COLOGNE, Germany (DLR PR) — Entering a planetary atmosphere is one of the most critical mission phases for a spacecraft. The enormous amount of heat generated not only places heavy thermal loads on the material of the re-entry vehicle, it also gives rise to an electrically charged plasma that flows around it. This blocks radio signals, with the result that the spacecraft is unable to communicate with its ground stations for several minutes. In a joint project, researchers at the German Aerospace Center (Deutsches Zentrum für Luft- und Raumfahrt; DLR) are working with colleagues at Stanford University in California to find a solution to this problem.
The phenomenon of ‘re-entry blackout’ during the transition from the vacuum of space into the atmosphere of a planet has occupied generations of scientists and engineers since NASA’s Mercury, Gemini and Apollo programmes in the 1960s and 1970s. At altitudes of 40 to 90 kilometres, radio waves cannot penetrate the plasma flows created by shock heating, thus preventing data transmission. As a result, critical information that might contribute to the success or failure of a mission is unavailable. During the Space Shuttle era, the problem was partly solved by the shape of the shuttle. Its design caused the existence of areas with a lower plasma flow density, thus enabling communication. Factors such as the angle of entry, speed (usually Mach 20 to 25) and the shape of the spacecraft all affect the density of the ionised gas flow.
Tests in a heated wind tunnel
In January 2016, a test campaign took place using the arc-heated wind tunnel operated by the Supersonic and Hypersonic Technology Department at the DLR Institute of Aerodynamics and Flow Technology in Cologne, to search for solutions to this problem. Realistic test conditions were recreated together with US scientists from Stanford University, led by Siddarth Krishnamoorthy. The test device, consisting of a heat shield with a transmitter placed behind it, was exposed to a plasma flow heated to several thousand degrees. An antenna was installed outside the hot gas flow to receive the radio signals.

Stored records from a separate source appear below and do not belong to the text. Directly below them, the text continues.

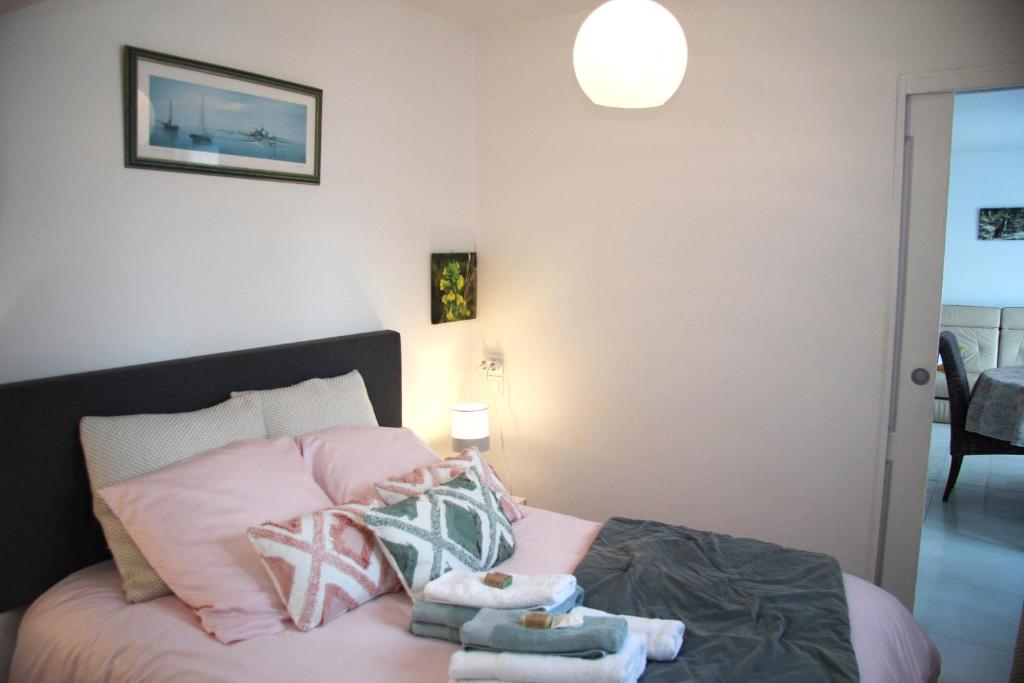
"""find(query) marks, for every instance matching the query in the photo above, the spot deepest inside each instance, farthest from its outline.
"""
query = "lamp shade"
(630, 54)
(470, 427)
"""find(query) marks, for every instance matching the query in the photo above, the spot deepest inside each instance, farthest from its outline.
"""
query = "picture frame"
(194, 117)
(453, 287)
(1006, 223)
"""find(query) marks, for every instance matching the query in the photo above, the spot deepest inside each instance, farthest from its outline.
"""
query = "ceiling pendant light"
(630, 54)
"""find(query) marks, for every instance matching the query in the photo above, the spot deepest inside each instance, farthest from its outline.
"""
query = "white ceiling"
(475, 13)
(478, 13)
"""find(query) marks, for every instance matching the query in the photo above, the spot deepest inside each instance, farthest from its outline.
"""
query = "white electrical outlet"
(495, 366)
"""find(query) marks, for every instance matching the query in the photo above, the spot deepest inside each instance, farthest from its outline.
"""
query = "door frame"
(962, 80)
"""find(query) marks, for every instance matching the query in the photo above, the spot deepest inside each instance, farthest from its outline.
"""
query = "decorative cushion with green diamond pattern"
(457, 525)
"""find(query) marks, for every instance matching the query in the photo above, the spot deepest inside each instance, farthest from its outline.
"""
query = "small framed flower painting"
(453, 287)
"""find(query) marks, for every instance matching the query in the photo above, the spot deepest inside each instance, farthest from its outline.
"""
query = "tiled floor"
(971, 575)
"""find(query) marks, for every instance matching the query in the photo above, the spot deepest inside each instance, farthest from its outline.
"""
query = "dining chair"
(963, 442)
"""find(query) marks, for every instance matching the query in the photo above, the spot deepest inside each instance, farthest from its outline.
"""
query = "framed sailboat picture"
(182, 115)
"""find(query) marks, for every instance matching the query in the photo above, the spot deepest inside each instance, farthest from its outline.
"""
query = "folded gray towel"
(499, 630)
(454, 615)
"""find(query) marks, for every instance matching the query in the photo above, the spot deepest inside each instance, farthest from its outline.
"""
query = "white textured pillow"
(125, 446)
(314, 406)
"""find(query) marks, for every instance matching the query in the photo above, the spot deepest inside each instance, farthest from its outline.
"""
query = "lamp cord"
(501, 433)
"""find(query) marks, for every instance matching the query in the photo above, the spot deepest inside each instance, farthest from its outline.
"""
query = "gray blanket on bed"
(754, 610)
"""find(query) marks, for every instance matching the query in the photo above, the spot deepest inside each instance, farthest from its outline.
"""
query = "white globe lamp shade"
(630, 54)
(470, 427)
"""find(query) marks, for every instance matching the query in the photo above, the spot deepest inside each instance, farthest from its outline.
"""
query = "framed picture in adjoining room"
(1000, 223)
(182, 115)
(453, 287)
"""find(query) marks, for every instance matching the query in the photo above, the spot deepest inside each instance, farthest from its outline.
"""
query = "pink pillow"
(347, 461)
(325, 563)
(189, 520)
(420, 480)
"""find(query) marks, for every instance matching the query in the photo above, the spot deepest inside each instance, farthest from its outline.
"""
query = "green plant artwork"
(1000, 224)
(453, 287)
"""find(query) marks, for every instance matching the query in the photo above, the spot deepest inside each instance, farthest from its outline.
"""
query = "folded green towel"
(499, 630)
(437, 631)
(455, 615)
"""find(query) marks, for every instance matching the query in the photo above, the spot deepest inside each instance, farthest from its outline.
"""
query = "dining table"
(996, 407)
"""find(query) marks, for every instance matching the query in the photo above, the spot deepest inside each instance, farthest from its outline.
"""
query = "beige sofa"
(987, 337)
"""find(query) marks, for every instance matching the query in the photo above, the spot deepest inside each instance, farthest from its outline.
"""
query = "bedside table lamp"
(470, 427)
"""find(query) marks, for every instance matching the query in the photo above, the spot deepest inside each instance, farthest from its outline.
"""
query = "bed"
(80, 628)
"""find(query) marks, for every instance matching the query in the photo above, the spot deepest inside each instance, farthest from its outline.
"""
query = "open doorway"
(971, 568)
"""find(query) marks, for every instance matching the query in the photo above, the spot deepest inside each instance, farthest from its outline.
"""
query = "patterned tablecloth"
(996, 408)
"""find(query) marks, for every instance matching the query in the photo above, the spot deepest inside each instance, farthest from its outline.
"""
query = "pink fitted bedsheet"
(82, 630)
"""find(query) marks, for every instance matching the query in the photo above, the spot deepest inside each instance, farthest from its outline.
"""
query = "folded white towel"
(526, 592)
(624, 667)
(664, 636)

Negative voltage, positive effect
The key to the new approach for preventing re-entry blackouts is a negative voltage field generated in the vicinity of the transmitter’s antenna. The negative voltage diverts the ionised plasma flow, thus opening a window for the radio signals. This window cannot be kept open continuously. Therefore, the voltage is pulsed for intervals of a few milliseconds. This is sufficient to allow for data transmission and reception.
Until now, the method of using pulsed electric fields had only been developed in numerical simulations. This series of tests represents another step towards future use in space.
Krishnamoorthy is impressed by the ease of collaboration: “In just three months, we have had the opportunity to test our process in practice and, simultaneously, benefit from DLR’s experience in this area.”
Ali Gülhan, Head of the Supersonic and Hypersonic Technology Department, has an equally positive opinion: “The cooperation between DLR and Stanford University provides an ideal framework for addressing the problem of communications blackouts.”
The process under test will be further refined and developed for use in new and existing spacecraft.